Allow me to let you in on a little secret: I am in no way ready to move on to my career. I don't think I have the skills to do everything that being an elementary school teacher entails. I am severely overwhelmed by the thought of it all.

And now I am going to change the subject because I am clearly writing from a depressed point of view and I don't want you to see any more of the lack of confidence that my mood is creating.

It was already 80 degrees outside by 8am. The temperature is supposed to hit 115 or so today. I am confined indoors with my school work. I'll probably venture out to the pool because I will undoubtedly get too hot and bored in here. Heaven bless air conditioning.

07.21.2006 * 12:47 p.m.
foolish.

I'm a mess, but you'd never know it by looking at me. As someone who cares said, there are some heavy issues weighing on my brain. He can feel them, he knows what they are, he even understands, but he just doesn't comprehend. He does not see the world the same way as I do, so he does not see the disasters I can forsee.

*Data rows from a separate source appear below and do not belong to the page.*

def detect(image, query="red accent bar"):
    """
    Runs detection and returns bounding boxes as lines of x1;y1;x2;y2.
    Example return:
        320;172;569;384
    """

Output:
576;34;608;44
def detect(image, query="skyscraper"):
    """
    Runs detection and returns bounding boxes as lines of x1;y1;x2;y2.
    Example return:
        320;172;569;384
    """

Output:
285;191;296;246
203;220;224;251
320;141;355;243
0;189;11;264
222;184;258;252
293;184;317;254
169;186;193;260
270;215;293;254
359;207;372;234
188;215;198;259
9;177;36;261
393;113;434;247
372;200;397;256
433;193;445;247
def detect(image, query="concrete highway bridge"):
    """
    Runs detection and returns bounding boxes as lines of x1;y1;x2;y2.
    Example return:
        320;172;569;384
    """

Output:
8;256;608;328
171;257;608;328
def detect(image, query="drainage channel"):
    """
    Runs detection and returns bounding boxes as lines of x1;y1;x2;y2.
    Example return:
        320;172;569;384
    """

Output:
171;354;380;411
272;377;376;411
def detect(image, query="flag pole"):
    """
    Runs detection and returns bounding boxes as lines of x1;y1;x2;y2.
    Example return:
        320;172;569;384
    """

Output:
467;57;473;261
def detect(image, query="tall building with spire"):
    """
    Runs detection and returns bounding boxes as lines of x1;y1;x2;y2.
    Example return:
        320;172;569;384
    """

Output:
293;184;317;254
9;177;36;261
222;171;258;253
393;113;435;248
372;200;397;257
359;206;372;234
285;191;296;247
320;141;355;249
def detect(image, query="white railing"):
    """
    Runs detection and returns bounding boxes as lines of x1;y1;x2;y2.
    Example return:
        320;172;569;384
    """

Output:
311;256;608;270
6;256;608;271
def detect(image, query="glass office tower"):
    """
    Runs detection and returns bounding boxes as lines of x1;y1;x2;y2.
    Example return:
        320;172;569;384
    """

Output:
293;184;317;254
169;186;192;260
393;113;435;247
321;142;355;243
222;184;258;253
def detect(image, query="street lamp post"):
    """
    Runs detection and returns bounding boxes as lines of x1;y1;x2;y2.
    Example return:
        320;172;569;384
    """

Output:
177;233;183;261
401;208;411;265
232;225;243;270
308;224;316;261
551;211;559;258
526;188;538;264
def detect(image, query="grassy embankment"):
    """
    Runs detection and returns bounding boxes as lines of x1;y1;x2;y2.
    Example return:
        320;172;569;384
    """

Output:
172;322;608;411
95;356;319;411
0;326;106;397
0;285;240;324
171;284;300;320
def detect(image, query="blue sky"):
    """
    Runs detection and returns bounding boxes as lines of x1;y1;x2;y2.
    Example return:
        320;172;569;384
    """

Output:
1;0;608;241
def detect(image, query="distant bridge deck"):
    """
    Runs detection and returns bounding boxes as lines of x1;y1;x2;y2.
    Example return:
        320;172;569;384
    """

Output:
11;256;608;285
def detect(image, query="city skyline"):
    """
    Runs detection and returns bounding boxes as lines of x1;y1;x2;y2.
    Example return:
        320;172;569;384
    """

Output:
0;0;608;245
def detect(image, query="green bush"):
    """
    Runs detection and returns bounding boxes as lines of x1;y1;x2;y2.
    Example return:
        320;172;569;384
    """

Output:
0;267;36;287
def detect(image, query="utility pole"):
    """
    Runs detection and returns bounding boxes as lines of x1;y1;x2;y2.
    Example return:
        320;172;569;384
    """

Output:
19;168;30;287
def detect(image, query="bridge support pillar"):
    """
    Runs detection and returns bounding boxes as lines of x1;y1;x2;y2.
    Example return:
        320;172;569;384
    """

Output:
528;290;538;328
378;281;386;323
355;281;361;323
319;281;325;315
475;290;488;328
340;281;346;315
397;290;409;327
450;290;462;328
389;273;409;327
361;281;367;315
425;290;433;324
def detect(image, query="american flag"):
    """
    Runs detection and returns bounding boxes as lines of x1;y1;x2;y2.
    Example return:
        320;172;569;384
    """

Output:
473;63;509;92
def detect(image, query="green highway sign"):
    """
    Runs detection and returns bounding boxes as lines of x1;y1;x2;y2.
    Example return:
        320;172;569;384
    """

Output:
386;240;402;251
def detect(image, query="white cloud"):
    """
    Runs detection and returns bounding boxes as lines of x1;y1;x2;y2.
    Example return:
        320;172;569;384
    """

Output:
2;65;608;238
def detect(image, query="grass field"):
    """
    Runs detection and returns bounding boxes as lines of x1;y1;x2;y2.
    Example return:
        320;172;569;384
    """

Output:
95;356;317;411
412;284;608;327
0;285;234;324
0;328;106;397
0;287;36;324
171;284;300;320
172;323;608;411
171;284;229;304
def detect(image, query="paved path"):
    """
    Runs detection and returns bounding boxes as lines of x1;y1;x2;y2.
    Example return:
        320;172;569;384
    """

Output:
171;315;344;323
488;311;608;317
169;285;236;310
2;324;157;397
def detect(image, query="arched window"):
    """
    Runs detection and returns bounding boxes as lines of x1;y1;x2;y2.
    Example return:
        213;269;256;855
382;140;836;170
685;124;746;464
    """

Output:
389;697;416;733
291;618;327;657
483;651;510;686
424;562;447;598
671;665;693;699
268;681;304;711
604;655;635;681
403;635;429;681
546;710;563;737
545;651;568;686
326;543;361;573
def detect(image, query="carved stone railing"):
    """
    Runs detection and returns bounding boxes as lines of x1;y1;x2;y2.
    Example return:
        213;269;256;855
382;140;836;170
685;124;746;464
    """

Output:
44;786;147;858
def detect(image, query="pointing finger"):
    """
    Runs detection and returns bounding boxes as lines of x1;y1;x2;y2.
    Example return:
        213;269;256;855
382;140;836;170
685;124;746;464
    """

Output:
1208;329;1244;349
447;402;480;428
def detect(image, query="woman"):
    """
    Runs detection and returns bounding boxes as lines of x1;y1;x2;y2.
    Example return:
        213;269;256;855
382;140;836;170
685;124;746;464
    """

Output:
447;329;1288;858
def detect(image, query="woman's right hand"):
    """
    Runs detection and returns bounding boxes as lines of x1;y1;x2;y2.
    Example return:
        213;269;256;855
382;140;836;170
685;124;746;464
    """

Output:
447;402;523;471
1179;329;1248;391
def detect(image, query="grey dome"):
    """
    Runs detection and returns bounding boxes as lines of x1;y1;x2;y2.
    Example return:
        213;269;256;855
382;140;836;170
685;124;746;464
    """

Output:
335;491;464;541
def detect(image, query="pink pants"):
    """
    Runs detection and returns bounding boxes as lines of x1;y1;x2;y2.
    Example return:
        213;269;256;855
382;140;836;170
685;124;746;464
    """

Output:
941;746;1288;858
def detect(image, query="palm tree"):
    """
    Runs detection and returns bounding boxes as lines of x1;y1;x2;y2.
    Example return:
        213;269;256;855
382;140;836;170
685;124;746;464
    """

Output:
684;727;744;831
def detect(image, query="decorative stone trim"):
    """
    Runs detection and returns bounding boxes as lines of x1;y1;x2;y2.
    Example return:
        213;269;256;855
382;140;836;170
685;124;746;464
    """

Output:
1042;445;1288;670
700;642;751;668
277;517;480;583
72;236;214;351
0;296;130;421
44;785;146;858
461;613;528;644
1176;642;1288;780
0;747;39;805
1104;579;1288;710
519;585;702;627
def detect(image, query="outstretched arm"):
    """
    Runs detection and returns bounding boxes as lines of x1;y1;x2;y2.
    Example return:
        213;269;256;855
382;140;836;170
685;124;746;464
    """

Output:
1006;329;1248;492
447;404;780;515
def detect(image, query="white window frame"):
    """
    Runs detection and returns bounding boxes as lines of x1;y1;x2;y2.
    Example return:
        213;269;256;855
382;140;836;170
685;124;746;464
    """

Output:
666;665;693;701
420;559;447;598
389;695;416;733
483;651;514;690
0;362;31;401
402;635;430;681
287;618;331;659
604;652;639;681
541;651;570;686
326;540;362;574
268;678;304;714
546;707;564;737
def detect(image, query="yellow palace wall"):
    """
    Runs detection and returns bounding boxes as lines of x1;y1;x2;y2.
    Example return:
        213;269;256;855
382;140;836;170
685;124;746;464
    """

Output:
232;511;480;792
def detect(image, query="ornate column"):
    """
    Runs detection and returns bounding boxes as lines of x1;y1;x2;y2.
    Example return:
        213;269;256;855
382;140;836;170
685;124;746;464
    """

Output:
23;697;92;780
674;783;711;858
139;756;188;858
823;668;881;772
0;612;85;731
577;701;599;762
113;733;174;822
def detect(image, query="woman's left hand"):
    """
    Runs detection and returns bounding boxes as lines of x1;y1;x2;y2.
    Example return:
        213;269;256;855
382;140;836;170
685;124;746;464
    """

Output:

I awake in the mornings knowing exactly what needs to be done. As the day moves along that feeling fades and by the time I lie down at night I don't have a sure knowledge anymore. I don't know what I am doing.

And (don't tell my boyfriend) but yesterday and today... I miss the Spaniard. I didn't mean to. Music has a strange way of getting to me and making me feel.

Oh goodness. I really am a mess. I'm going out dancing with some girls tonight, that will make things better.